The Missing Middle

     Big business often dominates the financial headlines every day, as journalists, investors and politicians seemingly track every single movement of the stock and bond markets. Yet when it comes to the U.S. economy, big business is only part of the story. One infrequently hears about businesses with less than 500 employees, yet in the U.S. they represent 99.7 percent of employer firms, have created over 65 percent of net new jobs from 1994 to 2009, and account for over half of nonfarm private GDP. These smaller businesses are often considered the lifeblood of the American economy, accounting for a good portion of innovation and often helping to give rise to the next generation of industry leaders. They have been a major driver of the economic growth of the U.S., as well as almost every major developed economy.

     In developing economies, the story is somewhat different. Historically, a lack of investment capital and poor economic policies have generally suppressed the growth of these small and medium enterprises (“SMEs”). Their business owners are just like business owners in the United States – willing to work hard to expand their businesses, create real value for their economies, accept accountability for results and ultimately help contribute toward a better future for their families and communities. Unfortunately, they have historically had a number of obstacles hindering their growth, the most common of which is a lack of access to financing.

     SMEs are the backbone of most economies, and have come to be known by many names in financial markets. “Small business,” “small-cap,” “middle market,” are some of the terms used to describe those firms that typically are profitable enough to have grown past the start-up phase, but yet not big enough to finance themselves in the debt capital markets. The definition of what qualifies as an SME can vary greatly from country to country, depending on the relative size of the economy and the sector under consideration. In the United States, the Small Business Administration (SBA) defines small business broadly as those businesses with 5 to 500 employees, a definition adopted for TriLinc Global.
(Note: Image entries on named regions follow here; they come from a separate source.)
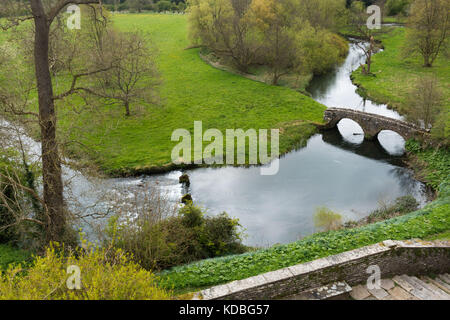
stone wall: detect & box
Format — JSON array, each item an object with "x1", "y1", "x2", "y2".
[
  {"x1": 200, "y1": 240, "x2": 450, "y2": 300},
  {"x1": 323, "y1": 108, "x2": 428, "y2": 140}
]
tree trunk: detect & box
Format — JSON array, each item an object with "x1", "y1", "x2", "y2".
[
  {"x1": 31, "y1": 0, "x2": 66, "y2": 241},
  {"x1": 125, "y1": 101, "x2": 130, "y2": 117}
]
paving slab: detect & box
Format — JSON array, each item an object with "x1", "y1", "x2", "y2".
[
  {"x1": 350, "y1": 285, "x2": 370, "y2": 300},
  {"x1": 380, "y1": 279, "x2": 395, "y2": 290},
  {"x1": 423, "y1": 277, "x2": 450, "y2": 294},
  {"x1": 388, "y1": 286, "x2": 418, "y2": 300},
  {"x1": 367, "y1": 288, "x2": 389, "y2": 300}
]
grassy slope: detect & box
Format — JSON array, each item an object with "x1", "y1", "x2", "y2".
[
  {"x1": 161, "y1": 189, "x2": 450, "y2": 293},
  {"x1": 353, "y1": 28, "x2": 450, "y2": 113},
  {"x1": 59, "y1": 14, "x2": 325, "y2": 173},
  {"x1": 162, "y1": 25, "x2": 450, "y2": 292}
]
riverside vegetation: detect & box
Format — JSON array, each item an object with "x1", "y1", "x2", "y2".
[{"x1": 0, "y1": 0, "x2": 450, "y2": 299}]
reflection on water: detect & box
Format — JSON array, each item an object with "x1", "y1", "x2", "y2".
[
  {"x1": 188, "y1": 132, "x2": 425, "y2": 245},
  {"x1": 308, "y1": 43, "x2": 405, "y2": 155},
  {"x1": 181, "y1": 40, "x2": 426, "y2": 246},
  {"x1": 1, "y1": 38, "x2": 426, "y2": 246}
]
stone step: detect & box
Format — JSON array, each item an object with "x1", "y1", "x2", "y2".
[
  {"x1": 388, "y1": 286, "x2": 419, "y2": 300},
  {"x1": 422, "y1": 277, "x2": 450, "y2": 294},
  {"x1": 409, "y1": 276, "x2": 443, "y2": 300},
  {"x1": 350, "y1": 284, "x2": 370, "y2": 300},
  {"x1": 367, "y1": 288, "x2": 389, "y2": 300},
  {"x1": 392, "y1": 274, "x2": 436, "y2": 300},
  {"x1": 411, "y1": 277, "x2": 450, "y2": 300},
  {"x1": 285, "y1": 281, "x2": 352, "y2": 300}
]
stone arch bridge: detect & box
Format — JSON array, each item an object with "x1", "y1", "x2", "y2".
[{"x1": 323, "y1": 108, "x2": 428, "y2": 140}]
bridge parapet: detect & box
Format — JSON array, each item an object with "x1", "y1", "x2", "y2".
[{"x1": 323, "y1": 108, "x2": 429, "y2": 140}]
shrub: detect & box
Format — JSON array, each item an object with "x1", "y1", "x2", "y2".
[
  {"x1": 0, "y1": 245, "x2": 170, "y2": 300},
  {"x1": 160, "y1": 191, "x2": 450, "y2": 291},
  {"x1": 344, "y1": 195, "x2": 419, "y2": 228},
  {"x1": 314, "y1": 207, "x2": 342, "y2": 231},
  {"x1": 104, "y1": 191, "x2": 245, "y2": 270},
  {"x1": 156, "y1": 0, "x2": 172, "y2": 12},
  {"x1": 386, "y1": 0, "x2": 410, "y2": 16},
  {"x1": 0, "y1": 149, "x2": 43, "y2": 248}
]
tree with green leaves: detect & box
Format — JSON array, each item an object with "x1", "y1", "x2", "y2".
[{"x1": 404, "y1": 0, "x2": 450, "y2": 68}]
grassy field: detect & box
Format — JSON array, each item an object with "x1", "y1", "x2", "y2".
[
  {"x1": 49, "y1": 14, "x2": 325, "y2": 174},
  {"x1": 352, "y1": 28, "x2": 450, "y2": 113}
]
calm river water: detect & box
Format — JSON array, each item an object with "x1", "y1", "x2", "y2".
[{"x1": 0, "y1": 38, "x2": 426, "y2": 246}]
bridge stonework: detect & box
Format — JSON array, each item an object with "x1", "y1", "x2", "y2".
[{"x1": 323, "y1": 108, "x2": 428, "y2": 140}]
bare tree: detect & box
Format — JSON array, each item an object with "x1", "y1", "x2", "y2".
[
  {"x1": 189, "y1": 0, "x2": 262, "y2": 72},
  {"x1": 404, "y1": 0, "x2": 450, "y2": 67},
  {"x1": 349, "y1": 2, "x2": 379, "y2": 74},
  {"x1": 93, "y1": 31, "x2": 159, "y2": 116},
  {"x1": 251, "y1": 0, "x2": 298, "y2": 85},
  {"x1": 0, "y1": 0, "x2": 158, "y2": 241}
]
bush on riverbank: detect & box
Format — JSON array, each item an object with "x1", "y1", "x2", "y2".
[
  {"x1": 343, "y1": 195, "x2": 419, "y2": 228},
  {"x1": 160, "y1": 183, "x2": 450, "y2": 292},
  {"x1": 0, "y1": 244, "x2": 31, "y2": 272},
  {"x1": 0, "y1": 245, "x2": 171, "y2": 300},
  {"x1": 105, "y1": 203, "x2": 246, "y2": 270}
]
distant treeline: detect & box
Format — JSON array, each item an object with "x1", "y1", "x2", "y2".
[{"x1": 103, "y1": 0, "x2": 186, "y2": 12}]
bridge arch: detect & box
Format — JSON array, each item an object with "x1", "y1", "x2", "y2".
[
  {"x1": 377, "y1": 130, "x2": 406, "y2": 156},
  {"x1": 324, "y1": 108, "x2": 428, "y2": 141},
  {"x1": 336, "y1": 118, "x2": 364, "y2": 144}
]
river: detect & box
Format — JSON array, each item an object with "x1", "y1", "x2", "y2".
[{"x1": 0, "y1": 39, "x2": 426, "y2": 247}]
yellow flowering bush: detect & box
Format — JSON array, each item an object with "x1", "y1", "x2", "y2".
[{"x1": 0, "y1": 244, "x2": 171, "y2": 300}]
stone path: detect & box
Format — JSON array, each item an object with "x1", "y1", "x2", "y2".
[
  {"x1": 349, "y1": 274, "x2": 450, "y2": 300},
  {"x1": 283, "y1": 274, "x2": 450, "y2": 300}
]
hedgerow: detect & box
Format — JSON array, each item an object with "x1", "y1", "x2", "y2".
[
  {"x1": 0, "y1": 244, "x2": 171, "y2": 300},
  {"x1": 160, "y1": 182, "x2": 450, "y2": 292}
]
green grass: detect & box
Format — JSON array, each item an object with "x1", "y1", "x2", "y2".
[
  {"x1": 0, "y1": 244, "x2": 31, "y2": 271},
  {"x1": 424, "y1": 230, "x2": 450, "y2": 241},
  {"x1": 405, "y1": 140, "x2": 450, "y2": 190},
  {"x1": 51, "y1": 14, "x2": 325, "y2": 174},
  {"x1": 161, "y1": 189, "x2": 450, "y2": 293},
  {"x1": 352, "y1": 28, "x2": 450, "y2": 113}
]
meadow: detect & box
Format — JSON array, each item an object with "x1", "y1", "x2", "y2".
[
  {"x1": 352, "y1": 28, "x2": 450, "y2": 114},
  {"x1": 53, "y1": 14, "x2": 325, "y2": 175}
]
     The “missing middle” is a term generally used by economists to describe the lack of financing available to this vital portion of the global economy. It describes the typical situation in developing economies: the largest businesses typically dominate bank financing. Microbusinesses are primarily funded by microfinance institutions, which have helped this business segment grow over the last 20 years. Unfortunately, those small and medium-sized businesses in the middle often have a harder time accessing finance, with five out of six SMEs worldwide claiming a lack of access to sufficient capital, thus making up the “missing middle” of finance.